TechingToday

Microsoft's new Phi-3 is one of the smallest AI models available, and its performance is better than its larger rivals.

General

Microsoft has unveiled an impressive new artificial intelligence model, Phi-3, which is small compared to the GPT-4, Gemini, and Llama 3, but packs a punch commensurate with its size.

Known as small language models, these lightweight AIs allow certain tasks to be performed more cheaply and easily without using the heavy computational power of larger models.

Despite its small size, the Phi-3 mini already performs as well as the Llama 2 in some benchmarks, and Microsoft says it is as responsive as models 10 times its size.

What is not clear is whether this will be part of a future Copilot update or remain a stand-alone project as Microsoft seeks to bring Copilot functionality to more devices.

According to Eric Boyd, VP of Azure, Microsoft Phi-3 was trained with a "curriculum"; when interviewed by The Verge, Boyd said they obtained a list of 3000 words and asked him to create a children's book to teach Phi to a larger language model He said they asked them to do so. They then had the students learn in these new books.

Phi-3 comes in three sizes: mini with only 3.8 billion parameters, small with 7 billion parameters, and medium with 14 billion parameters. In contrast, GPT-4 has over a trillion parameters, and the smallest Llama 3 model has 8 billion.

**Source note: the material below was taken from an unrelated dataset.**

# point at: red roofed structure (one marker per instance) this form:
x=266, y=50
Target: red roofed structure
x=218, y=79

Phi-3 builds on the learning of Phi-1, which focused on coding, and Phi-2, which learned inference. This is why this improved reasoning can rival GPT-3.5 in response quality, despite being trained on a much smaller data set.

This trend toward smaller models performing as well as or even better than the big boys is gaining momentum; Meta's Llama 3 70B has nearly reached GPT-4 levels on several benchmarks, and smaller models are finding a specific niche It seems that the smaller models are finding a specific niche.

Phi-3's performance is "comparable to models such as the Mixtral 8x7B and GPT-3.5," Microsoft researchers explained in a paper on the new model. This was achieved "despite being small enough to fit in a cell phone."

According to the research team, this innovation was entirely due to the dataset. This dataset consisted of highly filtered web data and synthetic data from children's books produced by other AIs.

Microsoft Phi-3 is designed to run on a wider range of devices and is much faster than is possible with larger models: the StabilityAI Zephyr, Google Gemini Nano, Anthropic's Claude 3 such as Haiku, are located in the group of Internet-free models that run on laptops and cell phones.

In the future, these models could be bundled with smartphones, built into chips in smart speakers, or integrated into refrigerators to give dietary advice.

Cloud-based models such as the Google Gemini Ultra, Claude 3 Opus, and GPT-4-Turbo will always outperform smaller models in all areas, but they have some disadvantages.

These smaller models allow users to chat with virtual assistants without an Internet connection, have the AI summarize content without sending data offline, and run on Internet of Things devices without being aware that the AI is running enabling them to do so.

Apple is said to be relying almost entirely on these local models to power the next generation of generative AI features in iOS 18, while Google is deploying Gemini Nano on more Android devices.